Veach shows that (assuming positive weights), the balance heuristic is close to optimal. Specifically, with the balance heuristic:

\begin{aligned} \mathrm{Var}[\hat{I}_N] - \mathrm{Var}[I] \le \left(\frac{1}{\mathrm{min}_j n_j} - \frac{1}{\sum_j n_j}\right)\mathbb{E}[I]^2 \end{aligned}

That is to say, even using the most optimal choice of weights, the variance differs by at most the term on the right hand side. A proof of this is given in the Chapter 9 Appendix of Veach's thesis.

We can interpret the balance heuristic $(7)$ in a more natural way by rewriting it slightly. Let $c_j = n_j/N$, i.e the fraction of samples given to technique $j$. Then:

\begin{aligned} \hat{I}N &= \sum{j=1}^{K}\sum_{i=1}^{n_j}\frac{g(X_{j,i})h(X_{j,i})}{\sum_{k=1}^{K} n_kp_k(X_{j,i})} \ &= \frac{1}{N}\sum_{i=1}^{n_j}\sum_{j=1}^{K}\frac{g(X_{j,i})h(X_{j,i})}{\sum_{k=1}^{K} c_kp_k(X_{j,i})} \end{aligned}

Note that I have swapped the order of summation on the second line. One may notice that this resembles a standard Monte Carlo estimator with probability density function $\hat{p}(x) = \sum_j c_jp_j(x)$ which Veach calls the 'combined sample density'. This represents the distribution of a random variable that is equal to each $X_{j,i}$ with probability $1/N$.

### Cutoff Heuristic

The balance heuristic can introduce unnecessary variance in the case that one of the sampling techniques is a very close match to the integrand (this is closer to what typically happens in computer graphics). The reason for this is explored in more detail in Veach's thesis on pages 270-273.

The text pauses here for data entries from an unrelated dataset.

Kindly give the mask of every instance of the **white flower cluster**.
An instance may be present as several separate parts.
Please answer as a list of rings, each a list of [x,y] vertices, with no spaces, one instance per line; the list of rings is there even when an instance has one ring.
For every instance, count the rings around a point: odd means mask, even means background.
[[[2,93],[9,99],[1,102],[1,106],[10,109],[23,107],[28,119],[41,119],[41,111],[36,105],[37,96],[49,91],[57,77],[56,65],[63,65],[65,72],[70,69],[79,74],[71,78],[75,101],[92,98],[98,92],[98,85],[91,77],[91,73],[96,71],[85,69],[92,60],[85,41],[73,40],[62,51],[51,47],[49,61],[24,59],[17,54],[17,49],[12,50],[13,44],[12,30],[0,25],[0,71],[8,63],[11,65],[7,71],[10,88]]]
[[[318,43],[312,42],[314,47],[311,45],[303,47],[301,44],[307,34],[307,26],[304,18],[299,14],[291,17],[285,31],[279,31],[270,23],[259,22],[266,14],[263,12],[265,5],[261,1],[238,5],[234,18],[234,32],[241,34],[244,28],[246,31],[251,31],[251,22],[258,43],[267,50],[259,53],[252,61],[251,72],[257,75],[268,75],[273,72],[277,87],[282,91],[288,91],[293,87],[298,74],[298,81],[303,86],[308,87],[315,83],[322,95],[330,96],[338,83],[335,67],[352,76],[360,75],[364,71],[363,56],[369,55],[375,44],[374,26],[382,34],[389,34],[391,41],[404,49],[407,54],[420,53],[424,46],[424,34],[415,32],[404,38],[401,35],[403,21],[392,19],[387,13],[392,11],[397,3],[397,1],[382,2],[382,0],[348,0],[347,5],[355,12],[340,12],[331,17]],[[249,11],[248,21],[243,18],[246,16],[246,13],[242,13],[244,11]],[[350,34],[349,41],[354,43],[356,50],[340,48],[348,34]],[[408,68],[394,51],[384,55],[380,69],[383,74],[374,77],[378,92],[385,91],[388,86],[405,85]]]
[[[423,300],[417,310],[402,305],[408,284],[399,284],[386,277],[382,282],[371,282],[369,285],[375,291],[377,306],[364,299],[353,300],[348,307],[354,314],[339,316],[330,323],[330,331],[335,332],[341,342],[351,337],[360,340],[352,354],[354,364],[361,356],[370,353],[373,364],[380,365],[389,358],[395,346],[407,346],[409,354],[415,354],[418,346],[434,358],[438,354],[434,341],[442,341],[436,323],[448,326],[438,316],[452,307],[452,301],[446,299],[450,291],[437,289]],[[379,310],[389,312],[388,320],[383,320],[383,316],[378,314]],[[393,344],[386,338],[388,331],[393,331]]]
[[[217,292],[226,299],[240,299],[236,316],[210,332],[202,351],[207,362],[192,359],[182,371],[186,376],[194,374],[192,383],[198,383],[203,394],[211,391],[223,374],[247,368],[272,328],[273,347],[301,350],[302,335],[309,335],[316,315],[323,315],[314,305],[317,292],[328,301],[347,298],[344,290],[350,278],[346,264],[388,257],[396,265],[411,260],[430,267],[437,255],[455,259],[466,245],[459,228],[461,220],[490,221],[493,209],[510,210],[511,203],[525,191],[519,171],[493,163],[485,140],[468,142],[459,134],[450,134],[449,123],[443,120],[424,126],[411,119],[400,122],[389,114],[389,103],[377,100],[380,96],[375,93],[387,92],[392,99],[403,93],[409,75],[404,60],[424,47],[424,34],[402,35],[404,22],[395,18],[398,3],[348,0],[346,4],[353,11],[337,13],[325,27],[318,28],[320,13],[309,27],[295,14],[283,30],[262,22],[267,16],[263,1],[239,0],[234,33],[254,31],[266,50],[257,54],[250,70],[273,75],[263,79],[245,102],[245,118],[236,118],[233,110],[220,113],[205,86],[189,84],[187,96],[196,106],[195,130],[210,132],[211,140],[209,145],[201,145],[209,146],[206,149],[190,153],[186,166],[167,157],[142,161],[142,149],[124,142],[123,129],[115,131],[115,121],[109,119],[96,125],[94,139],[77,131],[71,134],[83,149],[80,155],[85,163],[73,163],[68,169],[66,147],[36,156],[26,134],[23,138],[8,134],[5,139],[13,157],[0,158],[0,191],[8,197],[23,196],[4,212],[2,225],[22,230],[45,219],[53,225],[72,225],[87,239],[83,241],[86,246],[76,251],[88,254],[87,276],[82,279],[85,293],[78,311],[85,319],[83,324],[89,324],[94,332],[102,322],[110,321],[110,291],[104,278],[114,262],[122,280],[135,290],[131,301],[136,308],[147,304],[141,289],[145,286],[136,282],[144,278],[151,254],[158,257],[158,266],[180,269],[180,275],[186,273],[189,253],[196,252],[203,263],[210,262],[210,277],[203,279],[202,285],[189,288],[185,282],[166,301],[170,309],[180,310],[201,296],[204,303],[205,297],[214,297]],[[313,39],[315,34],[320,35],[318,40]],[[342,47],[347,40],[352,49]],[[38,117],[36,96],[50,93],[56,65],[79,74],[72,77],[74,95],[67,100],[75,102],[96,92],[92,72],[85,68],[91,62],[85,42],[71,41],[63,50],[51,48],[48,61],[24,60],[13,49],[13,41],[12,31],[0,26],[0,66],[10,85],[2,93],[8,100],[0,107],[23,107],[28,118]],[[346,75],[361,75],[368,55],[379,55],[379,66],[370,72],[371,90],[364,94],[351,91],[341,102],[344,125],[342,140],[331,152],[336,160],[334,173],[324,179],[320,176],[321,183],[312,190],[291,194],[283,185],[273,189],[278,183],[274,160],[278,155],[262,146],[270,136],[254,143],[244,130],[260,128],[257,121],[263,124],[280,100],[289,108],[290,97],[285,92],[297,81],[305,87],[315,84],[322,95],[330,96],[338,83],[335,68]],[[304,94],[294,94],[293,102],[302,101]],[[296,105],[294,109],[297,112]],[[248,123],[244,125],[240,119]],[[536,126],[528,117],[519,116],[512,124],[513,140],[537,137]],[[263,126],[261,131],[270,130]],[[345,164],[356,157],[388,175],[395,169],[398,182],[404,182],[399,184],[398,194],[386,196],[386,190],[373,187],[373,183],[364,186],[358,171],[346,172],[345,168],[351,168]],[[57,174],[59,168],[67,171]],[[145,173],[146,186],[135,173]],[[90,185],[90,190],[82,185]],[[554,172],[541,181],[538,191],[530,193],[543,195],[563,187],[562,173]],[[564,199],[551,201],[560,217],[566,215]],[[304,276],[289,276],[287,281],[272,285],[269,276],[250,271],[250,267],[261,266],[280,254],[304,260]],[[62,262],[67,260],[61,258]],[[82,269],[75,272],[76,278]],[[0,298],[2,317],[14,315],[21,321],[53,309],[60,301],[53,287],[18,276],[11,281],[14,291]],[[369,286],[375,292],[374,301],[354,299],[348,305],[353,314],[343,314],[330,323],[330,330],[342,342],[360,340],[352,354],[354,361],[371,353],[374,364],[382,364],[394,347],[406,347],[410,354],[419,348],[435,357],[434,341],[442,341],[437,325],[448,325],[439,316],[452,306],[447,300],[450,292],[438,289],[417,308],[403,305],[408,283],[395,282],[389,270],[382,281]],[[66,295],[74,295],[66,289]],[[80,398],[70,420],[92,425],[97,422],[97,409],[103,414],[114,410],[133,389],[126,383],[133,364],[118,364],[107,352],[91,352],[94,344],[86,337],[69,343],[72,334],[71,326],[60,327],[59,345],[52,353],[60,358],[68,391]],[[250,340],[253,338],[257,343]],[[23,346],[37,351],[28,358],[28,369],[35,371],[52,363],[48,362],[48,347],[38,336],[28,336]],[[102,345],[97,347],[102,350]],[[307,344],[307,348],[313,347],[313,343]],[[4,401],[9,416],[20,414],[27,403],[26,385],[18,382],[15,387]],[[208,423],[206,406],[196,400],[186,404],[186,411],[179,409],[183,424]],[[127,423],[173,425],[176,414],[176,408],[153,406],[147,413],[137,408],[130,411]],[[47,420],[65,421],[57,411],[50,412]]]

The way to address this is to 'sharpen' the weighting functions - i.e increase the value of high weights while decreasing the value of low weights. For brevity,we will drop the argument $x$ and write $q_j = n_jp_j$. Veach defines the cutoff heuristic with parameter $0 \le \alpha \le 1$ by:

$w_j(x) = \begin{cases} \frac{q_j}{\sum_{k=1}^{N}{q_k | q_k \ge \alpha q_{\text{max}}}} &\text{if } q_j \ge \alpha q_{\text{max}} \ 0 &\text{otherwise} \end{cases}$

This has the effect of 'cutting off' any samples that are generated with a PDF less than $\alpha$ (and therefore increasing the value of the other weights so as to sum to 1). In the case of $\alpha = 0$ this reduces to the balance heuristic.

### Power Heuristic

The power heuristic with parameter $\beta \ge 1$ is defined as:

\begin{aligned} w_j(x) = \frac{q_j^\beta}{\sum_{k=1}^{K} q_k^\beta} \end{aligned}

In the case of $\beta = 1$, this also reduces to the balance heuristic. For larger values of $\beta$, more sharpening occurs. Veach determined empirically that the value $\beta = 2$ gives good results in typical scenes.

## Conclusion

Although I have not directly linked multiple importance sampling to computer graphics (see this PBRT section for a brief summary), MIS is such a crucial technique for reducing variance in offline rendering that it was mentioned as a reason for Eric Veach's technical Oscar. You might be amused to watch the video of him going up on stage and receiving the award from Michael B. Jordan and Kristen Bell, who clearly have no understanding of the words they are reading off the teleprompter.